But there's one thing Hawaiian plants have done well: evolve so they can take advantage of harsh environmental conditions that other plants find too challenging.
A few years ago, botanists on the Big Island said they feared for native plants in a region being invaded by the weedy fayatree or firetree, Myrica faya.
Those native plants had found a home, and a way to survive, in a terrain with exceedingly few soil nutrients. Weeds couldn't compete against them there.
The firetree that has encroached into that habitat is capable of fertilizing itself, fixing nitrogen in its root nodules. Nitrogen improves the soil fertility, so other weeds can get a roothold.
Suddenly the native plants' adaptation to poor soils no longer worked for them.
A small group of friends recently swam to a remote, rocky beach along Moloka'i's north shore and found another cluster of natives adapted to inhospitable terrain.
We came across a vertical cliff just a few feet from the sea. Salt spray swept the rock all year long; in winter, breakers crashed directly against the cliff bottom, rolling boulders against the black rock.
The base of the cliff was devoid of vegetation, but about 6 feet up was where we spotted a community of hardy natives, tenuously grasping the cracks and holes in the cliff.
There were clusters of a leafy yellow-green plant, described by our group's plant expert as a daisy relative called Tetramolopium sylvae the only member of its clan to live on sea cliffs.

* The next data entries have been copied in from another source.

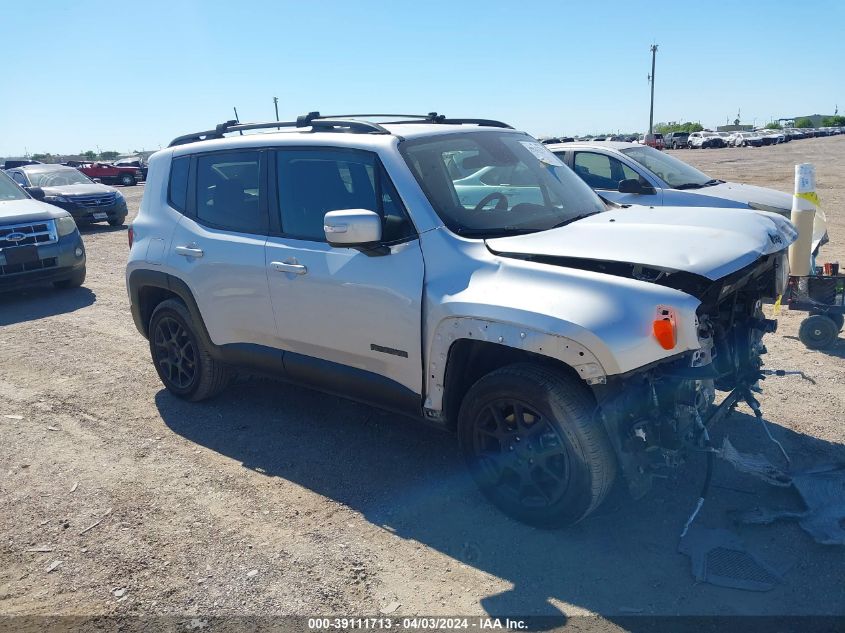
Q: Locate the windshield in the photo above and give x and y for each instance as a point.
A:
(486, 184)
(672, 171)
(57, 178)
(9, 190)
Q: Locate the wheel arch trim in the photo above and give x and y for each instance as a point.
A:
(554, 346)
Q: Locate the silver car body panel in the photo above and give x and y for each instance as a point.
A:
(725, 195)
(600, 324)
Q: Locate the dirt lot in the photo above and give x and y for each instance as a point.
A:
(279, 500)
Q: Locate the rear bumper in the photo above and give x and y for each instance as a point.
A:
(84, 215)
(56, 262)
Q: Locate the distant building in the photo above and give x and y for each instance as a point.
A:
(815, 118)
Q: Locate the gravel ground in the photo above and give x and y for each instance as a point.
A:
(279, 500)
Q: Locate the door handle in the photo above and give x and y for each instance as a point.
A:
(189, 251)
(285, 267)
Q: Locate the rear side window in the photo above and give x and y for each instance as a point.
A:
(178, 187)
(314, 182)
(229, 192)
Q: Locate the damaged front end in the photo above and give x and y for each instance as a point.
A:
(656, 414)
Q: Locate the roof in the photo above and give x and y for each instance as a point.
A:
(44, 167)
(360, 125)
(617, 145)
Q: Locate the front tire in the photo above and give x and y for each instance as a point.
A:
(533, 445)
(182, 360)
(818, 332)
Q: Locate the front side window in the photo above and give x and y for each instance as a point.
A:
(484, 184)
(8, 189)
(675, 173)
(314, 182)
(58, 177)
(601, 171)
(229, 190)
(19, 178)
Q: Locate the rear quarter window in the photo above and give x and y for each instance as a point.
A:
(177, 188)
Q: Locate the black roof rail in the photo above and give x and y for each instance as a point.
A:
(353, 123)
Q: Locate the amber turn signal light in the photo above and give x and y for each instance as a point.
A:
(664, 332)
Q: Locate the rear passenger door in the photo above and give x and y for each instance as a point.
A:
(218, 246)
(348, 318)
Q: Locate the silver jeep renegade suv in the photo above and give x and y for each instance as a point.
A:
(455, 270)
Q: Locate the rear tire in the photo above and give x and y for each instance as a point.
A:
(818, 332)
(529, 436)
(74, 281)
(182, 360)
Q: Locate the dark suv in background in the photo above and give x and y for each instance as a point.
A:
(68, 188)
(39, 243)
(676, 140)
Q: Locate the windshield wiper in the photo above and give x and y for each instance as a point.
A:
(699, 185)
(497, 232)
(574, 219)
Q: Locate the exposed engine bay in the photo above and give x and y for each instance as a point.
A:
(656, 414)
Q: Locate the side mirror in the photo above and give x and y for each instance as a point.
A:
(36, 192)
(352, 227)
(633, 185)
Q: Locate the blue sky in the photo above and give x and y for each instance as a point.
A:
(132, 75)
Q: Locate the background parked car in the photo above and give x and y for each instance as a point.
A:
(133, 161)
(73, 191)
(654, 140)
(703, 140)
(676, 140)
(38, 242)
(746, 139)
(628, 173)
(11, 164)
(112, 174)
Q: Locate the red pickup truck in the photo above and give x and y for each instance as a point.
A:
(110, 174)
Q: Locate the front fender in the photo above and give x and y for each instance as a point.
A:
(452, 329)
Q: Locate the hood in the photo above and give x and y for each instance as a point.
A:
(28, 210)
(91, 189)
(738, 195)
(711, 243)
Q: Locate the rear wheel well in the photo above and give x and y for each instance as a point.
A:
(148, 298)
(469, 360)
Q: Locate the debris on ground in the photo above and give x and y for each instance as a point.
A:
(719, 557)
(756, 465)
(96, 523)
(390, 608)
(823, 493)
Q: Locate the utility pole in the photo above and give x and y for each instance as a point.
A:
(651, 79)
(235, 108)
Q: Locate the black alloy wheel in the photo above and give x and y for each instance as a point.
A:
(521, 453)
(175, 354)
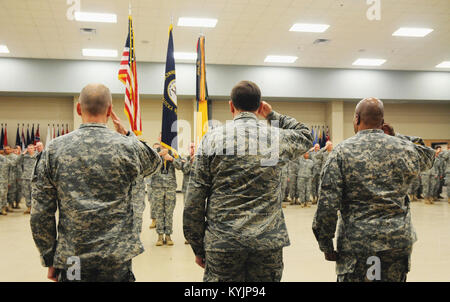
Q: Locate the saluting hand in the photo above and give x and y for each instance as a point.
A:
(118, 124)
(264, 110)
(388, 129)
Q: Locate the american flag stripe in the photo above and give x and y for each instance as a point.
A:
(128, 76)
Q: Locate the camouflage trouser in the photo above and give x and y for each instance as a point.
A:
(105, 272)
(393, 268)
(447, 180)
(13, 194)
(430, 186)
(244, 266)
(26, 191)
(3, 195)
(292, 189)
(315, 186)
(414, 186)
(304, 189)
(164, 200)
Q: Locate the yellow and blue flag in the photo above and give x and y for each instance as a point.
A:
(169, 130)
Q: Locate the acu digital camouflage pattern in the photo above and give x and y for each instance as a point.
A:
(237, 194)
(138, 192)
(87, 175)
(4, 177)
(164, 194)
(104, 272)
(394, 267)
(365, 180)
(14, 176)
(304, 179)
(27, 163)
(260, 266)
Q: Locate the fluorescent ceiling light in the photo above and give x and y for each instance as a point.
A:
(95, 17)
(310, 28)
(185, 55)
(4, 49)
(412, 32)
(89, 52)
(445, 64)
(369, 62)
(197, 22)
(280, 59)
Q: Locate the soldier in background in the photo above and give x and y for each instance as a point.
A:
(233, 217)
(164, 195)
(292, 186)
(27, 163)
(13, 182)
(431, 183)
(86, 176)
(316, 172)
(365, 180)
(155, 146)
(4, 177)
(304, 179)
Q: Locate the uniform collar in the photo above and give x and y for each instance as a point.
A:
(368, 131)
(245, 115)
(95, 125)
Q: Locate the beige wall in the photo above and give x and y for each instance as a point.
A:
(310, 113)
(37, 110)
(429, 121)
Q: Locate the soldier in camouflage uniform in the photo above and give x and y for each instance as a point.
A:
(233, 217)
(304, 179)
(4, 176)
(292, 185)
(316, 172)
(13, 181)
(87, 176)
(164, 195)
(27, 163)
(431, 184)
(365, 180)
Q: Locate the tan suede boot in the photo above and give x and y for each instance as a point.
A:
(153, 225)
(160, 241)
(168, 240)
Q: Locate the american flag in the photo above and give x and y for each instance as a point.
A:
(128, 76)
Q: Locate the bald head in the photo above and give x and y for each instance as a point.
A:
(95, 100)
(369, 114)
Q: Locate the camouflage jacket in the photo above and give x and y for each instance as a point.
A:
(366, 179)
(27, 163)
(233, 198)
(88, 175)
(165, 176)
(14, 168)
(305, 168)
(186, 168)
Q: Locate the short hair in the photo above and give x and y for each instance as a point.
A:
(95, 99)
(246, 96)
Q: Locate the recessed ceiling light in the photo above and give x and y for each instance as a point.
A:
(89, 52)
(412, 32)
(369, 62)
(185, 55)
(197, 22)
(280, 59)
(95, 17)
(310, 28)
(445, 64)
(4, 49)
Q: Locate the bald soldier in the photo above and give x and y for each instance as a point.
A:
(365, 180)
(233, 217)
(88, 176)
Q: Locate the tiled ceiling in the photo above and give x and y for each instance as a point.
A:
(247, 30)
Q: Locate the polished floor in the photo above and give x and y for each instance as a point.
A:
(302, 260)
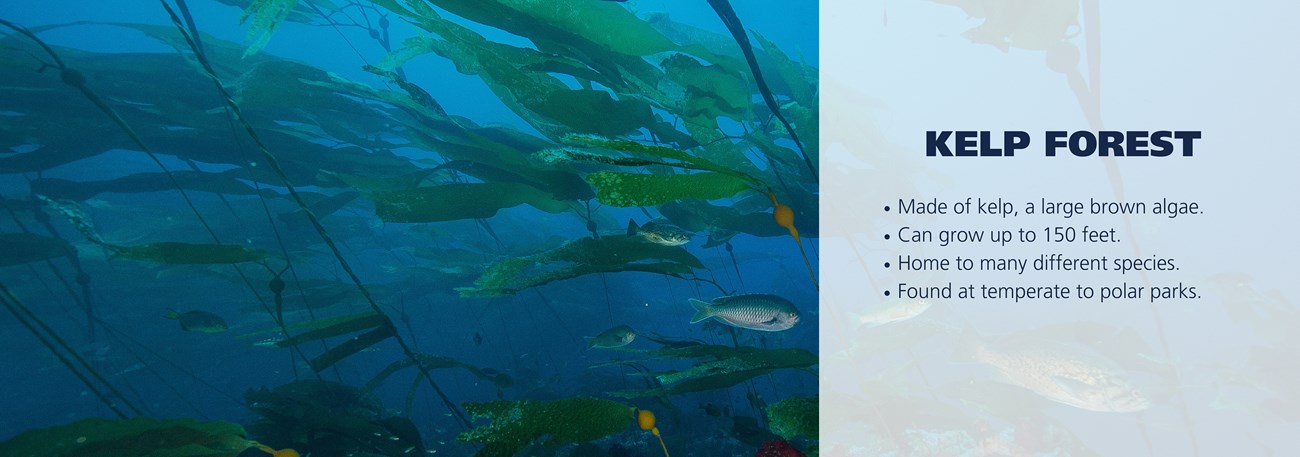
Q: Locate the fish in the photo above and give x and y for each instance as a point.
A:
(659, 234)
(1057, 371)
(198, 321)
(711, 409)
(753, 310)
(614, 338)
(892, 310)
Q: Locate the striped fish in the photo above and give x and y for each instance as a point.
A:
(754, 310)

A pretty, small rosette of thick leaves was a gardenia and coffee relative, whose closer kin, known as manono, live in the high, wet forests.
There was a plant with leaves shaped like curved swords, called Schiedea globosa, and a primrose relative called Lysimachia mauritiana.
Up higher on the cliff, beyond the surf zone, there were other native plants mixed with aliens. But down in what must be one of the saltiest, most inhospitable spots in all of Hawai'i, was a native garden, holding its own against the tide.